Although the Kanya Ashram and another residential school for boys in nearby Chakapada village say they are a social service organization, the links to the party are hard to ignore —the work of Hindu nationalist groups has been a political project as much as a religious and cultural one.
Full-time workers from these ashrams help in election canvassing, touring tribal villages and telling people to vote for the lotus flower that is the BJP’s symbol. The long-term aim of the ashrams is to have students always think of Hindutva and become automatic supporters of the BJP.
But the battle for votes is only a convenient by-product of the battle for souls which Hindu groups have fought with Christian missionaries engaged in converting tribesmen.
Christians form less than 3% of officially secular but mainly Hindu India’s 1.1 billion population. But Hindus say conversion rates are high in tribal belts where missionaries either coax or coerce the poor into changing their faith.
Christians say the Sangh Parivar uses the spectre of conversion to unite Hindus for votes.
In this tranquil village nestled in the teak forests, religious conflict seems particularly unlikely. Yet the calm is eerie, following days of religious rioting last week. Away from modernity, it is a place from another time, without electricity or tap water. Barefoot children play with cows. Women walk to a nearby market, balancing bundles of firewood on their heads, while bare-chested, sinewy men plough patches of fields.

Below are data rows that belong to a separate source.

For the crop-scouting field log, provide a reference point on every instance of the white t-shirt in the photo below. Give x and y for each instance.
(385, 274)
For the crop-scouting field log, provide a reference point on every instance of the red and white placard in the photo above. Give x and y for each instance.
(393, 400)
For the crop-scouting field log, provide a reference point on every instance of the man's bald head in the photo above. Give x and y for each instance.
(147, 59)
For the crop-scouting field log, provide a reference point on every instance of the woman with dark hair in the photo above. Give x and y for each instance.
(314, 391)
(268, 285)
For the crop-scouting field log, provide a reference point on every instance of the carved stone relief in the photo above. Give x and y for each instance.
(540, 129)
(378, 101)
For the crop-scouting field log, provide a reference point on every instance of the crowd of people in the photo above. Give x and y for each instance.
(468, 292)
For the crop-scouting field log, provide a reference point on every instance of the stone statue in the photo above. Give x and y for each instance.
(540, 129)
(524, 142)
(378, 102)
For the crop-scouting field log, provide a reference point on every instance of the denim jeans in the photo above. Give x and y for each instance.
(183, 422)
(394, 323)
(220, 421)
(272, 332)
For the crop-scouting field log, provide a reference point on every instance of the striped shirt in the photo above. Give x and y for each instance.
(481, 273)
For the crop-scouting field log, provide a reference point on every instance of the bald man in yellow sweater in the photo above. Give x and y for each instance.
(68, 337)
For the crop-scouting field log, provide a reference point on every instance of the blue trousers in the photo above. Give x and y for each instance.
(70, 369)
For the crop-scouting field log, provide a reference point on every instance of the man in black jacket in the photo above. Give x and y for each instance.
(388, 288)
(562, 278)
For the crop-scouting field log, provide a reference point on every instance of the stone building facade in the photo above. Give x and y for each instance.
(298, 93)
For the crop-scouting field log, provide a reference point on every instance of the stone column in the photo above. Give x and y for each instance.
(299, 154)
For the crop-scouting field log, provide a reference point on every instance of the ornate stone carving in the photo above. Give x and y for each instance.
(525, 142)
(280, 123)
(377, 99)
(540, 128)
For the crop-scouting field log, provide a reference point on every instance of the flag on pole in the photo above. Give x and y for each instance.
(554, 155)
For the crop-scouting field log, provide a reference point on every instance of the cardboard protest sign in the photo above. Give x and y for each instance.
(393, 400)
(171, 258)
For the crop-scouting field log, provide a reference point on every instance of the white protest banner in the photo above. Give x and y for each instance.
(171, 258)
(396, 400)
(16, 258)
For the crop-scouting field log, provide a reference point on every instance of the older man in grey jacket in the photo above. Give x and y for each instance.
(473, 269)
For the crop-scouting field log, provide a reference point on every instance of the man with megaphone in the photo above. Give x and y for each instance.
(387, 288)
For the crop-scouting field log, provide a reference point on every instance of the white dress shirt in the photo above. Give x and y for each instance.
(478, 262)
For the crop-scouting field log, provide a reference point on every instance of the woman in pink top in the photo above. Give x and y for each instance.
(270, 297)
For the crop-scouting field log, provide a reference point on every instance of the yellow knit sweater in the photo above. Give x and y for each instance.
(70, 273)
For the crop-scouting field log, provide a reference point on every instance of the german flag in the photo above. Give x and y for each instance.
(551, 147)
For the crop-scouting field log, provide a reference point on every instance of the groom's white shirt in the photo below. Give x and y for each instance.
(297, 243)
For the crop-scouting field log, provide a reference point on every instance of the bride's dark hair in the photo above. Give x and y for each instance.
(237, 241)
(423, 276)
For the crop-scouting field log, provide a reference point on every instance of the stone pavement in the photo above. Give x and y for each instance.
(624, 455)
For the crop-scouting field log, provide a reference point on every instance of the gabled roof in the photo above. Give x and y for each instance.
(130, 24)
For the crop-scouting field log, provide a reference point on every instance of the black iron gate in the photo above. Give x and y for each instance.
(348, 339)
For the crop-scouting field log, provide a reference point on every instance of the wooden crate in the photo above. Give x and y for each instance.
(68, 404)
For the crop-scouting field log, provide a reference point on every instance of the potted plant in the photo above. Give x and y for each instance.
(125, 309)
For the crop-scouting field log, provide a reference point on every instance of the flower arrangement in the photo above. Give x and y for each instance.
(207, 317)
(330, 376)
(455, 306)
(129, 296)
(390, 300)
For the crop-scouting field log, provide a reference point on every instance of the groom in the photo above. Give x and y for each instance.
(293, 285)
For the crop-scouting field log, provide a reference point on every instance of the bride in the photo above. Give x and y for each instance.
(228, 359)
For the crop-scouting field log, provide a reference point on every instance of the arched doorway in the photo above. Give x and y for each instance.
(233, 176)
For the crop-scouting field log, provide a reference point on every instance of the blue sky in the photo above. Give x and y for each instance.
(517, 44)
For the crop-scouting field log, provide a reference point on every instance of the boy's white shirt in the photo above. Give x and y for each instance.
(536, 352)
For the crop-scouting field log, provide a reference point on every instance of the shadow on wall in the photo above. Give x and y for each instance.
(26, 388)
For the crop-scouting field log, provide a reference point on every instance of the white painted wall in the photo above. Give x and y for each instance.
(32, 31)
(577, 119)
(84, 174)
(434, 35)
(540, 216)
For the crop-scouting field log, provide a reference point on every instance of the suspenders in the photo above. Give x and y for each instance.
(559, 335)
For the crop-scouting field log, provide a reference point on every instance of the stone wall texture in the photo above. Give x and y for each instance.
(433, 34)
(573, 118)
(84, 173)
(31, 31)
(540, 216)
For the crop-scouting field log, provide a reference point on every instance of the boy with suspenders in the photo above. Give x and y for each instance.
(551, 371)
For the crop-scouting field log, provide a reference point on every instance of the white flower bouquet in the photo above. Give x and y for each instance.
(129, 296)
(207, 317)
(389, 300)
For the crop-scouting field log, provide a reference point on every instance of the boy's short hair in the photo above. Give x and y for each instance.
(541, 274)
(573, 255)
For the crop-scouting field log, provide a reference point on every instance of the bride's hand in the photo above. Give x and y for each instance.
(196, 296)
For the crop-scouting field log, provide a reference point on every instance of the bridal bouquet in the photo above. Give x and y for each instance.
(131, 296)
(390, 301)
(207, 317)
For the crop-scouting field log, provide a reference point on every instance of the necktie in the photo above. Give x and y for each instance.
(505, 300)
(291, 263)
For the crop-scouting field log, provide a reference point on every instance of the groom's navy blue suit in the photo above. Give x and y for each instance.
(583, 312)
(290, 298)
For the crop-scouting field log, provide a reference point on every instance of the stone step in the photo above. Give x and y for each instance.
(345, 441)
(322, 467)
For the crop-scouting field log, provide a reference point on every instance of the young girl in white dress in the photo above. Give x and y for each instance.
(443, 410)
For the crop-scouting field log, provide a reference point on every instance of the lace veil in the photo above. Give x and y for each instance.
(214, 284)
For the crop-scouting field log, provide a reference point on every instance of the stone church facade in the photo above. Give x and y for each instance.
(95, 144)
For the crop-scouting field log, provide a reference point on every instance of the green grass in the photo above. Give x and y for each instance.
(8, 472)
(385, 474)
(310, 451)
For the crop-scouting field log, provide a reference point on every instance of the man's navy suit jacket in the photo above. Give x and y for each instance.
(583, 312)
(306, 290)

“It’s a deceptive lull before more violence,” said Lambodara Kanhar, a leader of the Kondh tribe of Orissa’s remote Kandhamal.
Local media reports said fear of attacks was prompting many Christians among the tribes and ethnic groups to convert to Hinduism, with a ceremony involving the washing of the feet, sprinkling of holy water from the Ganga and the chanting of mantras.
Laxman Digal reconverted about two weeks ago. “Christianity couldn’t give us peace or security, so I am becoming a Hindu,” he said before a village gathering. But at his home, symbols of the faith he renounced remain—a Christian calendar, several small, metal crosses and a rosary. “There is no need for them now,” he said, putting the religious items in a steel box as neighbours peered through windows.
Whether or not Digal becomes an automatic BJP voter may never be known, but the Sangh Parivar attributes the BJP’s success among indigenous communities to “the home coming” of converts like him.
Jatindra Dash contributed to this story.